Identity politics and the Bengali–Bangladeshi dichotomy is essentially a cloak for suppression…here is why

For decades, Bangladesh has been ensnared in an agonizing paradox: Bengali by language, Bangladeshi by statehood.
Yet, this isn't merely a semantic squabble; it's a profound crisis of sovereignty, self-respect, and a perpetually deferred struggle to forge a national identity unmarred by external dictates or internal discord.
Bangladesh's political elite, comprising its two dominant factions and their hangers-on, have deliberately trapped the nation in a suffocating web of stale, divisive binaries.
"Freedom fighter" versus "razakar." "Pro-liberation" versus "anti-liberation." "Pro-India" versus "pro-Pakistan." These were never blueprints for national progress. They were, and remain, instruments of political control, designed to cement power, criminalize dissent, and stifle the emergence of a genuine, people-first political consciousness.

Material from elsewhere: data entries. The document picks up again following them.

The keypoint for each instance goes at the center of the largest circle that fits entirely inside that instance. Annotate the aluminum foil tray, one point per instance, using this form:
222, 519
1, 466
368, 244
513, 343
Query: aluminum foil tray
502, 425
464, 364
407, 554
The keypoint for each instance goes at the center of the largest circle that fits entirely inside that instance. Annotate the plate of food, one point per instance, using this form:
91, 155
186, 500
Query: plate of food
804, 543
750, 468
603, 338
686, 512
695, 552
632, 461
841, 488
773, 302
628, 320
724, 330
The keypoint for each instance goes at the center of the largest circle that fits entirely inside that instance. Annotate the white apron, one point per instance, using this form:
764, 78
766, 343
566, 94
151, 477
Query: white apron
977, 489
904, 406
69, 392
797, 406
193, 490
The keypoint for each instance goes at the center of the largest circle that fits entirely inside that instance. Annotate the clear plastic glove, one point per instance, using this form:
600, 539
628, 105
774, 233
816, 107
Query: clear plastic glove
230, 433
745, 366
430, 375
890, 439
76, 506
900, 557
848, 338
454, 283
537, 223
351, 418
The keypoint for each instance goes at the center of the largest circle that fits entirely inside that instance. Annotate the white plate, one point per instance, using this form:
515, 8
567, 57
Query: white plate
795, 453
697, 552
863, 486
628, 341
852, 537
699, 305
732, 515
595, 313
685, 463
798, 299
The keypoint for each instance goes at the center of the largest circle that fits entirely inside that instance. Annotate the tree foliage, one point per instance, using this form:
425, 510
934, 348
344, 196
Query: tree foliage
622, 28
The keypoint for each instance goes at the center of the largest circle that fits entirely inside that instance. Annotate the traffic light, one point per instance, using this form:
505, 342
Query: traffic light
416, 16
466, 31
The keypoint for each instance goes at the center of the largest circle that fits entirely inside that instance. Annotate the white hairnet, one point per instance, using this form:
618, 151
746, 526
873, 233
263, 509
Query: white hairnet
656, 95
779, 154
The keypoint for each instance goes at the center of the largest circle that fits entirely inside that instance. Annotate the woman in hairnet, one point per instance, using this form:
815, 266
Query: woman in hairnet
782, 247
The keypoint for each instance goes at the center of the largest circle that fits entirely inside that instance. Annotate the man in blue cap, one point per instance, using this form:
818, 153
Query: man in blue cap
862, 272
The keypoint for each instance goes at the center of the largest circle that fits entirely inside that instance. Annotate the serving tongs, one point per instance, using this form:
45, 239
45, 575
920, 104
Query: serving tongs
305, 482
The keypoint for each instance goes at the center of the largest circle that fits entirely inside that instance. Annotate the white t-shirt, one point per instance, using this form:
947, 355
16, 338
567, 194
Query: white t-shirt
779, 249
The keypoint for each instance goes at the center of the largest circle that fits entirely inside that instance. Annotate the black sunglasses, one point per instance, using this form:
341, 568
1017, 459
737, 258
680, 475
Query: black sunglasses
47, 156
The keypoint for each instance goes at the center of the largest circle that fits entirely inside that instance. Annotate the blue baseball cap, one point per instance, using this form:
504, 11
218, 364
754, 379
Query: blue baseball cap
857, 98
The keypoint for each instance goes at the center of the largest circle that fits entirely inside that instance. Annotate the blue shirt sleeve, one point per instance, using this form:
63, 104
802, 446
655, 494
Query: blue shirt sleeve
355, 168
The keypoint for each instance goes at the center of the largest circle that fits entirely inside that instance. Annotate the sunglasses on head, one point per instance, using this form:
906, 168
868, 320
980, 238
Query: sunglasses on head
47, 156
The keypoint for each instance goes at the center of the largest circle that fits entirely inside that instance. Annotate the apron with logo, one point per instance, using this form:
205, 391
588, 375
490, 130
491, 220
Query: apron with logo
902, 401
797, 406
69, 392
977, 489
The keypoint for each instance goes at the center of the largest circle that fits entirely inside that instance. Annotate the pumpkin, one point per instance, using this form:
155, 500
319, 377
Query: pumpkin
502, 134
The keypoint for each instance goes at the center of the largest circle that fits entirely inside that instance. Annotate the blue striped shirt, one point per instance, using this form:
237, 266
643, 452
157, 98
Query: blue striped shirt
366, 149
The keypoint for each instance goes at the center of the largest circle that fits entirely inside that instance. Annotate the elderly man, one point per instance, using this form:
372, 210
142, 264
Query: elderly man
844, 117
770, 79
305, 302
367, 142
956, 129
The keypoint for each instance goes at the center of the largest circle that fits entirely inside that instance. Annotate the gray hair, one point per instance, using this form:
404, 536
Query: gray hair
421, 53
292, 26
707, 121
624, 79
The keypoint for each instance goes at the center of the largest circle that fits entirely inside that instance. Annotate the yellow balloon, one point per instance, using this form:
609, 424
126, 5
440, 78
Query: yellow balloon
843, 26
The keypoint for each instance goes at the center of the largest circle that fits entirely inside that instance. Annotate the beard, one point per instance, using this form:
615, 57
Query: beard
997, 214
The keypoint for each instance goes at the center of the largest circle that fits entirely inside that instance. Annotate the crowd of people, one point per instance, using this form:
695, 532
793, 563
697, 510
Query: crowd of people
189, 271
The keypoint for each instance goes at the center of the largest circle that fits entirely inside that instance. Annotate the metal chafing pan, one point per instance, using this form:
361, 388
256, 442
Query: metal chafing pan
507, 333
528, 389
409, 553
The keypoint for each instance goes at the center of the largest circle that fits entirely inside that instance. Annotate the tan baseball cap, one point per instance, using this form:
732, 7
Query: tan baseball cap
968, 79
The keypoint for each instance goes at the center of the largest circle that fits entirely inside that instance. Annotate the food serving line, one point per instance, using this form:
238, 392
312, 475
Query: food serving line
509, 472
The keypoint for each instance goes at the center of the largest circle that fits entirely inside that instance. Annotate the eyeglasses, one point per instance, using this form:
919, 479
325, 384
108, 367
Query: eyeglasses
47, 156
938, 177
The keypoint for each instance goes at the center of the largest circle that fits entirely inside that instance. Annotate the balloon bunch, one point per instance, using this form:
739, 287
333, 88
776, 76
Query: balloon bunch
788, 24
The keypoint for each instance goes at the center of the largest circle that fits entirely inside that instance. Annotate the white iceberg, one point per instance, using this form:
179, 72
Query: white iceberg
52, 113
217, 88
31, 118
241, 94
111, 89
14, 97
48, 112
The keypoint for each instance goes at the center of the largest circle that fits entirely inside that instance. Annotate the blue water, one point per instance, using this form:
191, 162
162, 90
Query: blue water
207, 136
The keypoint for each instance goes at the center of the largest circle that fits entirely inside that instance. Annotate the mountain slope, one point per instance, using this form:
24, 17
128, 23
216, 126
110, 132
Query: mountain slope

What has been conspicuously absent, always, is a pro-Bangladeshi narrative–one grounded in the lived realities and aspirations of its citizens, not the lingering specters of 1947 or 1971.
This manipulation is most glaring, and most damning, within our education system, a tool long weaponized for partisan agendas. One regime rewrote history to align with India's ideological whims; the next crafted its own selective, self-serving narratives.
Books containing uncomfortable truths were summarily banned. Generations of Bangladeshis were reared on slogans instead of history.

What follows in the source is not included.